The Iraqis have continued to negotiate, while the Iraqi government wants the troops to leave and only military advisers and trainers to remain, but Washington wants to keep some of its troops there, according to the report.

This is the fourth round of “strategic” talks between the US and Iraq. Pro-Iranian groups continue to target logistics convoys that supply US and coalition forces. The vulnerability of these convoys shows the “limitations” of the US mission, the report said.

The security chief of Kataib Hezbollah’s battalions in Iraq “warned that the [pro-Iranian] resistance would continue its operation if the United States did not withdraw its troops from Iraq,” according to Tasnim’s Abu Ali al-Askari. “If the United States does not withdraw its forces from Iraq, the resistance will continue its operations until the last American soldier leaves,” he wrote.

Askari wants the US to explicitly announce the withdrawal of its forces and wants to see them leave.
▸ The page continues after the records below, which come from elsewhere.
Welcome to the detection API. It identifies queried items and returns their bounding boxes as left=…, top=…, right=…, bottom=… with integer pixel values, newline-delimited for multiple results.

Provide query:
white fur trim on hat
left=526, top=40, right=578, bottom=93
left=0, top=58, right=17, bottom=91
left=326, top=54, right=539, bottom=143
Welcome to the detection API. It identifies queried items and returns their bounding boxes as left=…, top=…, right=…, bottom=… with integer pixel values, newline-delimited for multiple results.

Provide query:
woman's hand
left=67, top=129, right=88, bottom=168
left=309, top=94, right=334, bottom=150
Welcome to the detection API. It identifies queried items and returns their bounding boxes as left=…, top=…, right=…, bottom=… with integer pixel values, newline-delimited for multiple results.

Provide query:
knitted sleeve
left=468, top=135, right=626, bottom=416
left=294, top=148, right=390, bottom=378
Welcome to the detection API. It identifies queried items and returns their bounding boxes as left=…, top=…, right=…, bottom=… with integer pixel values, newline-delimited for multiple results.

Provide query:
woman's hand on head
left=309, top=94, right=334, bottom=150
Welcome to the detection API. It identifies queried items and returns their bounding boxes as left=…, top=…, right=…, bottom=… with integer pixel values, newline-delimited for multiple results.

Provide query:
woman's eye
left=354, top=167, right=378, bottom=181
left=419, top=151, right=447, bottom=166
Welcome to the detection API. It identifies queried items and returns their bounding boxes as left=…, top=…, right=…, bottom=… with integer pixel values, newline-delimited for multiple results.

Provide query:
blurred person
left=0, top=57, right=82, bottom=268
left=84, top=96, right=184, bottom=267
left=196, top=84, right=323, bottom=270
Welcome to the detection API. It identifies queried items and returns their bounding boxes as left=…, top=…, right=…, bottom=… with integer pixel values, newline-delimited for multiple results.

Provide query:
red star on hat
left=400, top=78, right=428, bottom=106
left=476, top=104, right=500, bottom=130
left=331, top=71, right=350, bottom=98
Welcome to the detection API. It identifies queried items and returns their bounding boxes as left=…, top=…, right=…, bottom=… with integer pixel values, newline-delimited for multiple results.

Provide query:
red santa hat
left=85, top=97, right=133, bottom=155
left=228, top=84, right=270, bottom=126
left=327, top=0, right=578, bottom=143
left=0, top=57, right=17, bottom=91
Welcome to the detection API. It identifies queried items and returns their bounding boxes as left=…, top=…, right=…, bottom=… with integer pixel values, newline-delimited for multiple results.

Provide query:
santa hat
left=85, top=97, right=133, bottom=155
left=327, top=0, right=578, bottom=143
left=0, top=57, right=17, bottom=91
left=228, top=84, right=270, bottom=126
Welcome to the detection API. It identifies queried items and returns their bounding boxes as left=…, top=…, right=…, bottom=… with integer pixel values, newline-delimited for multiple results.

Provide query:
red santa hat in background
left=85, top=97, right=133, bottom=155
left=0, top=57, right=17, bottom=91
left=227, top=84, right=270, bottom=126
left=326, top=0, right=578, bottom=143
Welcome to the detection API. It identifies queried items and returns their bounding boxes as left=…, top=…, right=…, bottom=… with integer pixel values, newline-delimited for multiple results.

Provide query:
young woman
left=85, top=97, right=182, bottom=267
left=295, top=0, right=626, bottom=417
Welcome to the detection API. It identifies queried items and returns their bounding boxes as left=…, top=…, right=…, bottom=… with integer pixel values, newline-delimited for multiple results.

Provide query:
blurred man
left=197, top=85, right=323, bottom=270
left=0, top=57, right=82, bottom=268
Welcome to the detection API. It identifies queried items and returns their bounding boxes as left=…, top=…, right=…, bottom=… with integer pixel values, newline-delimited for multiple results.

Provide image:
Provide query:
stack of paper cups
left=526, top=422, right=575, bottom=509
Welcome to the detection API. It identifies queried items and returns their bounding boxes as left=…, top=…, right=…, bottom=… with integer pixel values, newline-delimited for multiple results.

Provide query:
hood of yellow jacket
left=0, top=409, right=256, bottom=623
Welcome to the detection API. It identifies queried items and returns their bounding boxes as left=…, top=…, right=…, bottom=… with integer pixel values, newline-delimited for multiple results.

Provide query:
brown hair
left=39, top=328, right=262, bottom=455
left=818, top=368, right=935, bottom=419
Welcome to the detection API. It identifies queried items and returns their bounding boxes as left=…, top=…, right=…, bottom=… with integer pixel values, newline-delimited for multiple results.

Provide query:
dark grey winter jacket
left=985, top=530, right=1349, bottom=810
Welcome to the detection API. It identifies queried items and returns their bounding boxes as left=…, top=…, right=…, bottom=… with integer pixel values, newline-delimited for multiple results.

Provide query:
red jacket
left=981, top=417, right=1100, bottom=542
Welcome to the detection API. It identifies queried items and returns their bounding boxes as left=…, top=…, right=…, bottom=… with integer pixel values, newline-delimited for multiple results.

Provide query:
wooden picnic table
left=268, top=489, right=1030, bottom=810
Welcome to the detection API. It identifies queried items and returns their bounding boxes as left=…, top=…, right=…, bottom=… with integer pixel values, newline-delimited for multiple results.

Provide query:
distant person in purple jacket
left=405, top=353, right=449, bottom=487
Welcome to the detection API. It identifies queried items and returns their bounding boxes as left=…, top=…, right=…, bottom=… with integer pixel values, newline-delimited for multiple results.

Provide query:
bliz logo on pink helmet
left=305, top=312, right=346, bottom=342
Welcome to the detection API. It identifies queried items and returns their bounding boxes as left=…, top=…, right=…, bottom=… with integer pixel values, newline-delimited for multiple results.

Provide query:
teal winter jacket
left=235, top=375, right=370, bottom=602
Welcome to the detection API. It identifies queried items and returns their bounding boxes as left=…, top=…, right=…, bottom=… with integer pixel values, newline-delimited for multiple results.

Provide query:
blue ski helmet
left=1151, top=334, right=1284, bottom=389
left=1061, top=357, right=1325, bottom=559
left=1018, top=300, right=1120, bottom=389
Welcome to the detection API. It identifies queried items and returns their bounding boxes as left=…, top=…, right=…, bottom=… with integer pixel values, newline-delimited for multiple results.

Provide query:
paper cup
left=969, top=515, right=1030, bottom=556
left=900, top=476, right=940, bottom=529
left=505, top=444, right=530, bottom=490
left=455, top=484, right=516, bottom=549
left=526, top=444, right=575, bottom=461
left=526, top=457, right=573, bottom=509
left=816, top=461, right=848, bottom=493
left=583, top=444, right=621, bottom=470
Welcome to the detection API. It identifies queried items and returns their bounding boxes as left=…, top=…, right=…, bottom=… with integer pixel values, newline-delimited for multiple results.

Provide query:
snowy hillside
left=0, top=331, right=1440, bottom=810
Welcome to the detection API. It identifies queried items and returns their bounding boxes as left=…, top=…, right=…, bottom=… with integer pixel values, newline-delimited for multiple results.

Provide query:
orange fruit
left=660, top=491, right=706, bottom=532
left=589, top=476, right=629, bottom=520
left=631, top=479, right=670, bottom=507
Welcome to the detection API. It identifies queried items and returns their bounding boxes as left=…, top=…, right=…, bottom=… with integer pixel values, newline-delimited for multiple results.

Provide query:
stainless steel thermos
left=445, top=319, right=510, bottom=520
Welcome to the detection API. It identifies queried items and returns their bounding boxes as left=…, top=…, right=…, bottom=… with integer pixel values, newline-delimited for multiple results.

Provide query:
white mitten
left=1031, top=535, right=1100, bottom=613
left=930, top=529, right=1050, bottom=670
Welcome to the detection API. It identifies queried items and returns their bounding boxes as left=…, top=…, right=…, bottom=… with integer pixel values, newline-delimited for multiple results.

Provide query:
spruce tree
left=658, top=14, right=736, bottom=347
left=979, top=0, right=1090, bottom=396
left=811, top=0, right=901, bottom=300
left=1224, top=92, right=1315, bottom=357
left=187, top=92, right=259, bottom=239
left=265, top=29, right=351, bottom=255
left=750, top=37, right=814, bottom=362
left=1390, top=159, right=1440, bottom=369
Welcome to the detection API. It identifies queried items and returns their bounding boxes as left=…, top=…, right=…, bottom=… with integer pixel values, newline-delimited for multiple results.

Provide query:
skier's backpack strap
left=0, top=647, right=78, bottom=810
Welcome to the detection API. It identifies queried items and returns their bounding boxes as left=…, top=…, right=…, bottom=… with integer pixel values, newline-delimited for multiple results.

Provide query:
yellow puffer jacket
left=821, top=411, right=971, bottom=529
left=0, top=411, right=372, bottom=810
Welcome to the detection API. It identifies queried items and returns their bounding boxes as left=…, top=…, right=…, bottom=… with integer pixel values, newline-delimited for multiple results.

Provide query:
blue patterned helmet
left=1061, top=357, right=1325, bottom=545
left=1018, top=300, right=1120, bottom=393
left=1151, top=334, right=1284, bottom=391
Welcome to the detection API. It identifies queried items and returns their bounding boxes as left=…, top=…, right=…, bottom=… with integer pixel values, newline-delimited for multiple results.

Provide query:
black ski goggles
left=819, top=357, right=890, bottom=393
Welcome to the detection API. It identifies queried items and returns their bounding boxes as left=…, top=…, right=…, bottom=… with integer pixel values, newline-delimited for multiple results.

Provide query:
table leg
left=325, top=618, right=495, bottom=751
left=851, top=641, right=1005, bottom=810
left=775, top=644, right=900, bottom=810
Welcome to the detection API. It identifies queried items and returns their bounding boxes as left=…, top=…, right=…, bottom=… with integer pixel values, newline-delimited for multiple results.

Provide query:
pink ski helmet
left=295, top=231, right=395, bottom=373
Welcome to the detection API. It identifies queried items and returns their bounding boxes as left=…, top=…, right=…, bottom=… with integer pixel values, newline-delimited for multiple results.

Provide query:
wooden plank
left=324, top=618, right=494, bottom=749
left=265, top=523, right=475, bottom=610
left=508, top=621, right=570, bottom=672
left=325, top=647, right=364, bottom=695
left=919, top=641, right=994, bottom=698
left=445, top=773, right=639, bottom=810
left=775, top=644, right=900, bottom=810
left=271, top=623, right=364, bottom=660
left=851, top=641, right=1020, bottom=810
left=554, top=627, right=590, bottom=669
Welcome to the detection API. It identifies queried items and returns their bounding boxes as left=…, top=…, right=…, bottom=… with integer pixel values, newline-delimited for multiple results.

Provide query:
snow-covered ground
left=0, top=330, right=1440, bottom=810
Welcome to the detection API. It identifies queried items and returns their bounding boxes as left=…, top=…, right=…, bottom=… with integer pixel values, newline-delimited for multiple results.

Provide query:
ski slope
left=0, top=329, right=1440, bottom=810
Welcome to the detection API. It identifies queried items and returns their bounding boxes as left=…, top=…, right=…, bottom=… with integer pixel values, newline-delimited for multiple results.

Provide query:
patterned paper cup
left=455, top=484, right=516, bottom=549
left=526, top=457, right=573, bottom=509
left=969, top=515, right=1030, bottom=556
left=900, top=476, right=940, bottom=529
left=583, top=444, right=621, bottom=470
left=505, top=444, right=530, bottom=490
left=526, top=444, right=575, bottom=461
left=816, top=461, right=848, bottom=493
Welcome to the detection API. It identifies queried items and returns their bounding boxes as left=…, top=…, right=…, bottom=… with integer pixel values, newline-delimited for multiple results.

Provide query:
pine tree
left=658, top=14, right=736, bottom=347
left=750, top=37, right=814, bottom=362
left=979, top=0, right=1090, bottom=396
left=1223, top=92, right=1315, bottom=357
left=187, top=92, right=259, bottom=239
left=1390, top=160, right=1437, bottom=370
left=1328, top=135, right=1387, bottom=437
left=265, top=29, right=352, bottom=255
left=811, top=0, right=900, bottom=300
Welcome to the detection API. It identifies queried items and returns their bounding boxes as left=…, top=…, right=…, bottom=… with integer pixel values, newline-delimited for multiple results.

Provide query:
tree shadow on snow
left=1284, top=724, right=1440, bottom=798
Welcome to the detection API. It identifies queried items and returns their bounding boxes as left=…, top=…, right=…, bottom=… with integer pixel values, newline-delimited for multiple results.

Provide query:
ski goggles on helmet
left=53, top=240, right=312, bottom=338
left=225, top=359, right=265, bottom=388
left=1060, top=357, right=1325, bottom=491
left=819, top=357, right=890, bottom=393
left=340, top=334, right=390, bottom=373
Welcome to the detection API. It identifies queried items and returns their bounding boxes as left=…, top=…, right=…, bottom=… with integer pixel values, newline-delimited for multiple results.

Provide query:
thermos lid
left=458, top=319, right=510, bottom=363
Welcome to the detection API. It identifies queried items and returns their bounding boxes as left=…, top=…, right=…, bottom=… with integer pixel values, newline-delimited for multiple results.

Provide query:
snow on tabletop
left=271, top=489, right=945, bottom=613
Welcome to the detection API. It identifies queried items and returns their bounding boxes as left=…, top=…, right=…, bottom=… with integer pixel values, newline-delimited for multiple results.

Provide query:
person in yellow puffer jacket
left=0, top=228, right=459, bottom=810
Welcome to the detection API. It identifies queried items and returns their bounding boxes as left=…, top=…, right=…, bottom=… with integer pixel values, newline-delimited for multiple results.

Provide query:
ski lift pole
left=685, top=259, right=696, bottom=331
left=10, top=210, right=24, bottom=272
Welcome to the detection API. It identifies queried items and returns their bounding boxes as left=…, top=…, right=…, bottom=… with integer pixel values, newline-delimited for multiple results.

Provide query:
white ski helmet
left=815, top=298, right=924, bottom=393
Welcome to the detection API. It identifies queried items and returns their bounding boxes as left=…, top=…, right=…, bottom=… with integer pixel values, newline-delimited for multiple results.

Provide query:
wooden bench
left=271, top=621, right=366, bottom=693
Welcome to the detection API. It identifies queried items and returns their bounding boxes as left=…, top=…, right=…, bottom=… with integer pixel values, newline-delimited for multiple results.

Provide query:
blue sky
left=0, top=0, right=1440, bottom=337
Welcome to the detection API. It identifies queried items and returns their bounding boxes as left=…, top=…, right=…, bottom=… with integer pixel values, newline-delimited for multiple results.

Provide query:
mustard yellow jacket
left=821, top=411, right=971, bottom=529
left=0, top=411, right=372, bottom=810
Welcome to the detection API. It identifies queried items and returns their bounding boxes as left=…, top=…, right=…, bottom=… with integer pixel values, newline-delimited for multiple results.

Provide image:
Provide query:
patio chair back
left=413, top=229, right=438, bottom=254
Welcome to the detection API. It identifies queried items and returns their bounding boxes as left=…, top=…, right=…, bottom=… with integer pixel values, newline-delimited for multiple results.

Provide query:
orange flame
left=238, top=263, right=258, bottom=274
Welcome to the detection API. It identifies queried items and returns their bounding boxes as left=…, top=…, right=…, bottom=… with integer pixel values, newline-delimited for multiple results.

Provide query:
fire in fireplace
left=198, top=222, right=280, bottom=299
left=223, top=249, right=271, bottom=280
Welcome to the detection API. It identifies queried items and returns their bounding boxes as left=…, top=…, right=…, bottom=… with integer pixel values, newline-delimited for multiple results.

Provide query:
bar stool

He says attacks will continue and “intensify” if the “resistance” sees the US is not leaving. He believes Iraq may be deceived by the US.
Meanwhile, Iraqi Foreign Minister Fuad Hussein is leading discussions with the US at the behest of Prime Minister Mustafa al-Kadhimi.

“The remarks of the Iraqi foreign minister have provoked a negative reaction from some Iraqi politicians and groups,” Tasnim reported. “Fuad Hussein has spoken of the need for US troops to remain, while former interior minister and current Iraqi National Security Adviser Qassim al-Araji, who is in the strategic talks, has called for an immediate end to the [US presence].”

The presence in future discussions with the US of Araji and other senior figures who are close to Iran, such as Hadi al-Amiri, has raised eyebrows among some more extreme pro-Iran elements who have only complained about their willingness to talk to the US and wait and see if it leaves.

These voices want revenge now against what they see as US “occupation” and airstrikes on allied militias in Syria.